Ele lembra que, quando voltou para casa, viu a mãe chorando muito. “Foi o que me fez procurar a chácara. Nunca vou esquecer aquela cena”. Estou aqui há dois meses e tenho certeza de que vou chegar aos nove meses (tempo do tratamento)”, afirma ele, dizendo que ali se sente entre amigos e em paz.

Fogão de lenha

Outro que também está há dois meses na Chácara Emaús é Pardal. Trinta e cinco anos, motorista, ele conta que experimentou a primeira pedra de crack oferecida por um cunhado. Daí para frente, dominado pelo vício, passou a vender tudo o que via em casa, móveis, eletroeletrônicos, eletrodomésticos e até o fogão. “Minha mulher cozinhava na lenha”, lembra, com tristeza.
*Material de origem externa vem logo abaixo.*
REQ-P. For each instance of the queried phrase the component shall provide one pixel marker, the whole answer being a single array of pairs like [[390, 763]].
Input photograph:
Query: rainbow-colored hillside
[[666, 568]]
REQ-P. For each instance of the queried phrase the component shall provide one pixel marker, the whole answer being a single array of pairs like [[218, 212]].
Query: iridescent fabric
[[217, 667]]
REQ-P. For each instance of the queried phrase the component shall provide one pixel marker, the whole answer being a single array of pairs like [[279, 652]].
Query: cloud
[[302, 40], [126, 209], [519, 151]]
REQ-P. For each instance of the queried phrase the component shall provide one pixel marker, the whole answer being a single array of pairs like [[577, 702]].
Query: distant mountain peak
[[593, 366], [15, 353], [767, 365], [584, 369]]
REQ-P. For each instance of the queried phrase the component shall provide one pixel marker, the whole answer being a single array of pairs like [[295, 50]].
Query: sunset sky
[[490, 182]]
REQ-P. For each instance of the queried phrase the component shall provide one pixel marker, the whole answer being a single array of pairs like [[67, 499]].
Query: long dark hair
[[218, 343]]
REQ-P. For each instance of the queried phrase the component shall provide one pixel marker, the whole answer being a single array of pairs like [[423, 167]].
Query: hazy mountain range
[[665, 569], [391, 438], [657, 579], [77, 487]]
A esposa de Pardal recebia uma pensão, um valor razoável que dava para sustentar a casa e viver tranquilamente, mas, ele chegou ao ponto de começar a sacar o dinheiro do banco para comprar crack e, assim, chegou ao fundo do poço. “Acabei nas ruas”, conta.

Certo dia, porém, uma irmã dele o socorreu. “Liguei para ela, eu estava com fome e pedi dinheiro para comprar uma quentinha. Minha irmã levou pra mim e me convidou para, naquela noite, dormir na casa dela”, lembra Pardal que, pela manhã, foi convidado pela irmã a procurar uma vaga no Emaús. “Aceitei e deu certo, estou aqui faz dois meses. Depois que cheguei aqui, vi minha vida melhorar e a vida da minha família também. Até minha mãe ganhou peso, ela emagreceu muito, de tanta preocupação com a minha vida”, declara Pardal.
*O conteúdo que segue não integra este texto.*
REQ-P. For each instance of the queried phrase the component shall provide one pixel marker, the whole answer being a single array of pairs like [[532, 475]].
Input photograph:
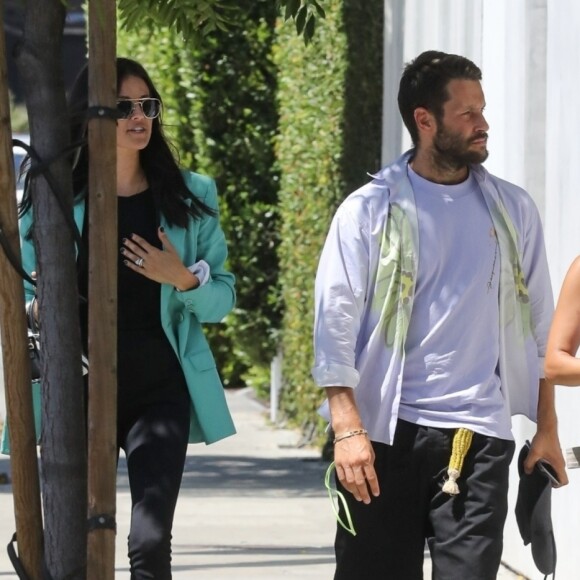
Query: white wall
[[529, 52]]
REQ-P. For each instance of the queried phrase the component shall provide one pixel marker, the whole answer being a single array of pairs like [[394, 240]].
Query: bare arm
[[354, 457], [562, 366]]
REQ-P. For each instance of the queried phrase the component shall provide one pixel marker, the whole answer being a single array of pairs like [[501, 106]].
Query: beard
[[451, 150]]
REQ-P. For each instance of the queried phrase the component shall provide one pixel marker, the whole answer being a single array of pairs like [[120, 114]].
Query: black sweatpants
[[464, 532], [154, 438]]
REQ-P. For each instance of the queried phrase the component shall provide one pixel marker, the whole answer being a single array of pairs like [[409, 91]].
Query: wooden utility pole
[[103, 255], [25, 481]]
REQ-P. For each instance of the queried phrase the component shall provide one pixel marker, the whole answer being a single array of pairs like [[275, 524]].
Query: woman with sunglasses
[[171, 278]]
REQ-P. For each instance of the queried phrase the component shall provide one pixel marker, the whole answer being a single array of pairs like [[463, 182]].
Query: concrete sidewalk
[[252, 506]]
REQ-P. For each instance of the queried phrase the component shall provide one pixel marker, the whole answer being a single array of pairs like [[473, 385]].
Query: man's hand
[[547, 447], [354, 459]]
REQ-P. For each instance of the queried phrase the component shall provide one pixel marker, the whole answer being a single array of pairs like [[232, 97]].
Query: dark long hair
[[424, 84], [158, 160]]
Padre Mário comemora, fica alegre cada vez que um interno, após os nove meses de tratamento, vai embora e toma novo rumo na vida. “Fico mais feliz ainda quando eles aparecem aqui, empregados, com a família, muitos de carro ou moto, e dão seu testemunho aos que estão em tratamento”.

Festa

No próximo dia 29, quando se comemora São Pedro, vai ter festa junina na chácara, pelo segundo ano consecutivo. “Vai ter quadrilha, música ao vivo, comida típica, arraial, brincadeiras, mas nada de bebida alcoólica. E toda a renda será para obras na chácara”, avisa o padre, convidando toda a comunidade. O Centro de Recuperação fica na Rua das Cacimbas, 123. Bairro Amapá. As missas de domingo pela manhã são abertas à comunidade e os colaboradores também participam delas.